Synthesized from isothiocyanate 4-L3 and the corresponding amine reagent (code C1-U9) according to Scheme 1, Route B1. Overall yield 74% (2 steps).

Chemical Formula: C₈₈H₁₆₆Cl₂N₆O₁₅S₄.

Molecular Weight: 1747.46.

ESI-MS (m/z) 838.10 ([M−2Cl]²⁺).

Example 20—Compound PRX045

Synthesized from isothiocyanate 4-L3 and the corresponding amine reagent (code C1-U8) according to Scheme 1, Route B1. Overall yield 70% (2 steps).

Chemical Formula: C₈₈H₁₆₆Cl₂N₆O₁₅S₄.

Molecular Weight: 1747.46.

ESI-MS (m/z) 838.09 ([M−2Cl]²⁺).

Example 2p—Compound PRX047

Synthesized from isothiocyanate 4-L3 and the corresponding amine reagent (code C11-U2) according to Scheme 1, Route B1. Overall yield 90% (2 steps).

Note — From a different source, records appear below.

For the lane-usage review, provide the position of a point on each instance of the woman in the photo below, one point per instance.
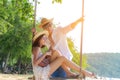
(52, 59)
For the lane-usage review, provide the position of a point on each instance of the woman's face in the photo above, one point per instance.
(42, 41)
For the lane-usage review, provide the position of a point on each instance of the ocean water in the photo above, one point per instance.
(102, 78)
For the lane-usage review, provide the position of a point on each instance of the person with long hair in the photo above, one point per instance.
(44, 64)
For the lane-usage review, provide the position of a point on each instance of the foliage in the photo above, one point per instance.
(16, 18)
(104, 64)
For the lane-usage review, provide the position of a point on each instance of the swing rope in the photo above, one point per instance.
(35, 14)
(81, 42)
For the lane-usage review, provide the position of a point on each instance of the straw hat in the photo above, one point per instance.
(39, 34)
(45, 21)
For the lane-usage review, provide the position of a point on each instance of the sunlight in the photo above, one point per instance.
(101, 25)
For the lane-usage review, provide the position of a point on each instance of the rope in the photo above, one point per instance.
(81, 43)
(35, 14)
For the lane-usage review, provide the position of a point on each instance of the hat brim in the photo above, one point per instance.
(39, 34)
(41, 25)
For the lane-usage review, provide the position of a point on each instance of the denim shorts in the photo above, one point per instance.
(59, 73)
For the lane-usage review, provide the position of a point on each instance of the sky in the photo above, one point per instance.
(101, 24)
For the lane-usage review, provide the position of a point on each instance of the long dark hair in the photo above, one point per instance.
(36, 42)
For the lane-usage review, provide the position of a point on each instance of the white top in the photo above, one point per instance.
(60, 40)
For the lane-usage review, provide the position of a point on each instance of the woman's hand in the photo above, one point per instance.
(48, 53)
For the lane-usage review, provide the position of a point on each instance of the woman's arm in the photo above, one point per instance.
(35, 52)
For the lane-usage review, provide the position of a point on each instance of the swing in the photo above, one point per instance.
(81, 76)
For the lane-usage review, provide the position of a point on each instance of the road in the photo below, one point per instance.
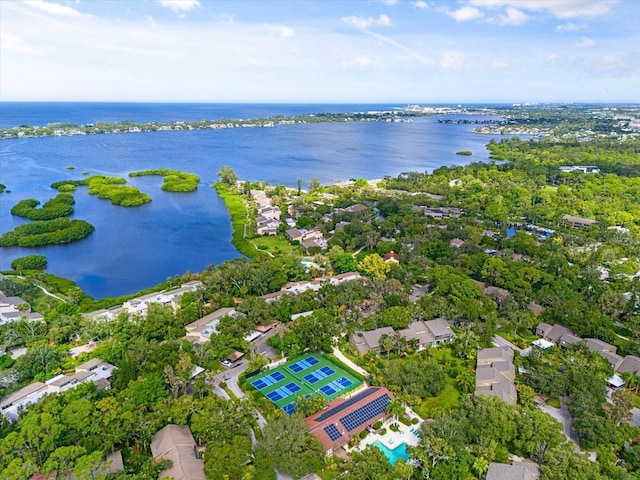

Chemical Formula: C₈₆H₁₆₂Cl₂N₁₀O₁₅S₄.

Molecular Weight: 1775.44.

ESI-MS (m/z) 852.08 ([M−2Cl]²⁺).

Example 3—In-Vivo Comparative Example of Methylated and Non-Methylated Cationic Oligosaccharides

Nine female BALB/c mice were divided into three study groups. Each group received saRNA complexed with either JRL13, JLF147 or JLF162. All the groups received the same amount of formulated luciferase encoding saRNA (2 μg), applied i.m to each leg. At five time points (6 hours, day 1, day 3, day 6, day 13) in-vivo luciferase expression in applied tissue was measured. All groups received saRNA formulated at N/P6. Formulations were complexed in MBG Buffer (final concentration 5% w/v Glucose, 10 mM MES, pH 6.1), at RNA final concentration of 0.1 mg/ml and the mixing ratio of the RNA containing solution and the oligosaccharide containing solution was 9:1 (v:v) for all the cases. Formulations were characterized prior to injection to confirm hydrodynamic diameter. FIG. 2A is a bar graph illustrating hydrodynamic diameter of complexes formulated at N/P6 for either JRL13, JLF147 or JLF162. FIG. 2B is a plot illustrating expression of luciferase-encoding saRNA at the muscular site of application at different time points over the course of the experiment. FIG. 2C is a bar graph illustrating expression of luciferase-encoding saRNA as area under the curve over the course of the experiment. An overall increase in the expression of RNA is detected in JLF147 and JLF162 relative to JRL13. Moreover, with JRL13 complex, signal decays more rapidly after day 3 compared with JLF147 and JLF162, with over 10-fold difference between JLF17 and JRL13 on day 13.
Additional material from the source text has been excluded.